In Zahedan im Südosten des Iran sind am Freitag offenbar mehrere Dutzend Menschen von Regimetruppen verletzt und getötet worden. Bisher unbestätigten Informationen von Aktivist:innen soll es 36 Tote und über 50 Verletzte in der Hauptstadt der Provinz Sistan-Belutschistan geben, darunter Frauen und Kinder. Grund für das brutale Vorgehen seien Solidaritätsbekundungen der Bevölkerung mit dem Aufstand gegen das Regime beim heutigen Freitagsgebet. Auch liegen Angaben über eine Explosion in Zahedan vor.
Habibollah Sarzabi, Generalsekretär der Nationalen Solidaritätspartei Belutschistans, sprach von „massakerartigen Übergriffen“ durch Irans Sicherheitskräfte und einer „Stadt im Krieg“. Gegenüber dem iranischen Oppositionsmedium Iran International gab Sarzabi an, dass die Trupps des herrschenden Klerus mit Maschinengewehren auf die Menschen gezielt hätten – teilweise aus Hubschraubern, die im Tiefflug über die Stadt donnerten. Wütende Demonstrierende sollen als Reaktion eine Polizeistation sowie das Geschäft eines Kommandanten der iranischen Revolutionsgarden (IRGC) in Brand gesteckt haben.
Der Polizeichef von Sistan-Belutschistan bezeichnete die Vorfälle im Staatsfernsehen als „terroristischen Anschlag“. Bewaffnete Männer aus anderen Teilen des Landes hätten auf Befehl einer „separatistischen Terrororganisation“ auf Gläubige geschossen und mehrere Wachen angegriffen, darunter das Polizeihauptquartier, so Sardar Ahmad Taheri. „Die Polizei musste schnell reagieren, um die Situation unter Kontrolle zu bekommen.“ Der Beamte sprach von mehreren Toten und Verletzten, nannte jedoch keine Zahlen. Die offizielle Nachrichtenagentur IRNA veröffentlichte eine Erklärung des Gouverneurs der Provinz, wonach 19 Menschen „bei einem Terroranschlag“ getötet und 20 weitere verletzt wurden. Die in London ansässige Organisation Netblocks meldete indes eine regionale Internetunterbrechung in Zahedan und anderen Teilen Sistan-Belutschistans. Auf Videos in digitalen Netzwerken sind blutüberströmte Menschen in Moscheen und Krankenhäusern zu sehen, die Notaufnahmen sollen überlastet sein.
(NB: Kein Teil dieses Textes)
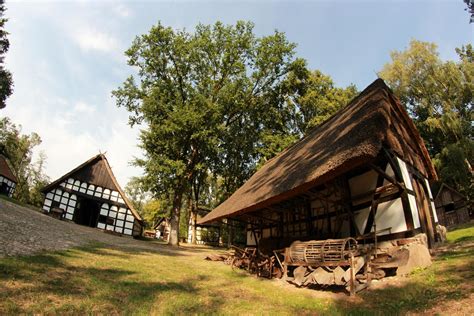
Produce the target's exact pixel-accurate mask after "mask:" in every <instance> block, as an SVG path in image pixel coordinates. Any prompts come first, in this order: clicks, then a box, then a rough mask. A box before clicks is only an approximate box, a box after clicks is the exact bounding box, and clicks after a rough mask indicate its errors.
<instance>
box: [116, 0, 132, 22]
mask: <svg viewBox="0 0 474 316" xmlns="http://www.w3.org/2000/svg"><path fill="white" fill-rule="evenodd" d="M113 10H114V12H115V13H116V14H117V15H118V16H119V17H121V18H128V17H129V16H131V14H132V11H131V10H130V8H128V7H127V6H125V5H124V4H123V3H120V4H118V5H117V6H115V7H114V8H113Z"/></svg>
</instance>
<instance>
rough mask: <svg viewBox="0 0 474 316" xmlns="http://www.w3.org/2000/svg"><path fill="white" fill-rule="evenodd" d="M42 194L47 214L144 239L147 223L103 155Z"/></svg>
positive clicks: (115, 232) (43, 209)
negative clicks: (56, 214) (57, 213)
mask: <svg viewBox="0 0 474 316" xmlns="http://www.w3.org/2000/svg"><path fill="white" fill-rule="evenodd" d="M42 192H43V193H44V194H45V196H46V197H45V200H44V204H43V210H44V211H45V212H47V213H49V212H57V211H58V210H60V211H62V217H63V218H65V219H67V220H71V221H73V222H75V223H76V224H80V225H85V226H90V227H96V228H99V229H103V230H107V231H113V232H115V233H118V234H123V235H128V236H138V235H141V232H142V227H143V221H142V219H141V217H140V215H139V214H138V213H137V211H136V210H135V209H134V207H133V206H132V204H131V203H130V202H129V201H128V200H127V197H126V196H125V193H124V192H123V191H122V189H121V187H120V185H119V184H118V182H117V180H116V179H115V176H114V174H113V172H112V169H111V168H110V165H109V163H108V161H107V159H106V157H105V156H104V155H103V154H99V155H97V156H95V157H92V158H91V159H89V160H88V161H86V162H85V163H83V164H82V165H80V166H78V167H77V168H75V169H73V170H72V171H70V172H68V173H66V174H65V175H64V176H62V177H61V178H59V179H58V180H56V181H54V182H53V183H51V184H50V185H48V186H47V187H45V188H44V189H43V190H42Z"/></svg>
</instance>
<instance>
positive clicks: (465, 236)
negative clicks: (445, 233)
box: [447, 223, 474, 243]
mask: <svg viewBox="0 0 474 316" xmlns="http://www.w3.org/2000/svg"><path fill="white" fill-rule="evenodd" d="M447 241H448V242H449V243H459V242H462V241H474V225H473V224H472V223H467V224H462V225H460V226H458V227H456V229H454V230H453V231H450V232H448V234H447Z"/></svg>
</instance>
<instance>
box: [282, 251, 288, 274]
mask: <svg viewBox="0 0 474 316" xmlns="http://www.w3.org/2000/svg"><path fill="white" fill-rule="evenodd" d="M288 261H289V260H288V248H285V259H284V260H283V280H284V281H286V280H287V279H288Z"/></svg>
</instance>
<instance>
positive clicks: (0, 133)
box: [0, 117, 49, 206]
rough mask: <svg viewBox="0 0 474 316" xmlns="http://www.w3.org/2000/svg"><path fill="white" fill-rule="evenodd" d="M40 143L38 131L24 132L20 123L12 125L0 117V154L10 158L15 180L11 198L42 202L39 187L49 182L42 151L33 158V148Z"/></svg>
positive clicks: (9, 121) (42, 197)
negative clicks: (15, 179)
mask: <svg viewBox="0 0 474 316" xmlns="http://www.w3.org/2000/svg"><path fill="white" fill-rule="evenodd" d="M40 143H41V138H40V137H39V135H38V134H36V133H32V134H30V135H24V134H22V133H21V126H17V125H15V124H13V123H12V122H11V121H10V119H9V118H7V117H5V118H3V119H1V120H0V154H2V155H4V156H5V157H6V158H7V159H8V160H9V162H10V164H11V166H12V171H13V174H14V175H15V176H16V177H17V179H18V183H17V185H16V188H15V192H14V198H16V199H17V200H19V201H21V202H24V203H28V204H31V205H35V206H41V205H42V203H43V197H42V196H41V193H40V190H41V188H42V187H43V186H45V185H46V184H47V183H48V182H49V178H48V177H47V176H46V175H44V173H43V168H44V164H45V161H46V156H45V155H44V153H40V154H39V157H38V159H37V160H36V161H33V149H34V148H35V147H37V146H38V145H39V144H40Z"/></svg>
Das iranische Regime wirft kurdischen Organisationen vor, die seit dem Tod der 22-jährigen Jina Mahsa Amini rollende Protestwelle ausgelöst beziehungsweise unterstützt zu haben. Die Kurdin war vor zwei Wochen auf einer Teheraner Polizeiwache zu Tode geprügelt worden, nachdem sie wegen angeblich „unislamischer“ Kleidung festgenommen worden war. Das Regime geht zwar mit purer Gewalt gegen die Demonstrierenden vor – laut Iran Human Rights (IHR) wurde bislang mindestens 83 Menschen von Polizei, Armee und paramilitärischen Basidsch-Milizen getötet – die Proteste eindämmen gelingt dem Klerus aber nicht. Zur Ablenkung von der Volksrevolte beschießt Iran seit Tagen verschiedene Gebiete in der Kurdistan-Region Irak (KRI). Am Mittwoch wurden 13 Menschen bei Raketen- und Drohnenangriffen auf den Großraum von Hewlêr (Erbil) und Silêmanî getötet, 58 weitere sind verletzt. Seit gestern gibt es ein 14. Todesopfer zu beklagen: Ein Säugling. Seine hochschwangere Mutter war infolge der Raketenangriffe ums Leben gekommen. Sie war zwar hirntot, aber Ärzte konnten ihren Herzschlag einige Stunden aufrechterhalten und per Kaiserschnitt den Sohn zur Welt holen. Nur 24 Stunden lebte das Baby. Es war bereits hirntot, als es geboren wurde.